The Ford Motor Company hopes to quash a major lawsuit filed against automakers and their suppliers. The music industry is seeking billions in damages over copyright issues stemming from car navigation devices. YaKenda McGahee reports on what could potentially be a landmark case for both the music and automotive industries.
Ford asked last week that the lawsuit by the Alliance of Artists and Recording Companies, the leading organization representing the music industry, be dismissed. The Alliance sued Ford, General Motors and others in July for violating the Audio Home Recording Act of 1992 that says royalties must be paid for any music on a digital audio recording device or DARDs.

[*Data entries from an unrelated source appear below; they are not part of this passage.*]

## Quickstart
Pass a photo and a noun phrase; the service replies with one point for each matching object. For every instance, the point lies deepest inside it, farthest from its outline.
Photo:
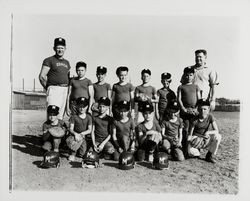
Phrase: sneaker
(150, 158)
(210, 158)
(72, 158)
(116, 156)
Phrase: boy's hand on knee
(120, 150)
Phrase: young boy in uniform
(148, 134)
(101, 88)
(80, 127)
(187, 96)
(54, 77)
(52, 142)
(122, 91)
(144, 93)
(172, 132)
(79, 87)
(165, 95)
(200, 137)
(102, 129)
(123, 130)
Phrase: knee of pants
(109, 148)
(216, 137)
(125, 142)
(179, 154)
(83, 148)
(166, 144)
(56, 142)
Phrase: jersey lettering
(61, 64)
(125, 161)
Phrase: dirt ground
(189, 176)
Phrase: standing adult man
(204, 77)
(54, 76)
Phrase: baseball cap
(53, 110)
(50, 159)
(101, 70)
(166, 76)
(104, 101)
(146, 71)
(59, 41)
(124, 105)
(81, 64)
(172, 107)
(188, 70)
(147, 107)
(203, 102)
(82, 102)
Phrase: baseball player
(165, 95)
(144, 93)
(200, 137)
(80, 127)
(102, 129)
(187, 96)
(79, 86)
(172, 132)
(122, 91)
(205, 77)
(148, 134)
(101, 88)
(123, 130)
(54, 77)
(52, 140)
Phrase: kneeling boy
(102, 129)
(200, 137)
(50, 141)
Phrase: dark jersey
(59, 71)
(80, 88)
(103, 127)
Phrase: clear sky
(160, 43)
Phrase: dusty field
(192, 175)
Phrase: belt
(60, 85)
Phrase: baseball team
(127, 121)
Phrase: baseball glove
(192, 111)
(154, 136)
(197, 142)
(57, 131)
(73, 144)
(94, 107)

The music industry alleges that some car media systems are in effect iPods, allowing people to burn music right onto hard drives. They point to Ford’s in-vehicle digital audio recording device that holds 2,400 songs.
The Alliance said in a statement: “Ford, GM have now decided to ignore their obligations to music creators and declare themselves above the law… we are determined to collect royalties our members… are owed.”
No matter the outcome, industry observers say it’s almost certain these types of copyright suits will continue as technology evolves.
“Ford and GM are selling 2 million to 3 million cars, and you go back three years and that’s tens of billions which they’re seeking which is absurd,” said Dan Nabel a professor at the USC Intellectual Property Law Clinic. “Rather than innovate and create new business models, the approach has been, let’s just sue people. I think the likelihood they succeed against Ford is almost none.”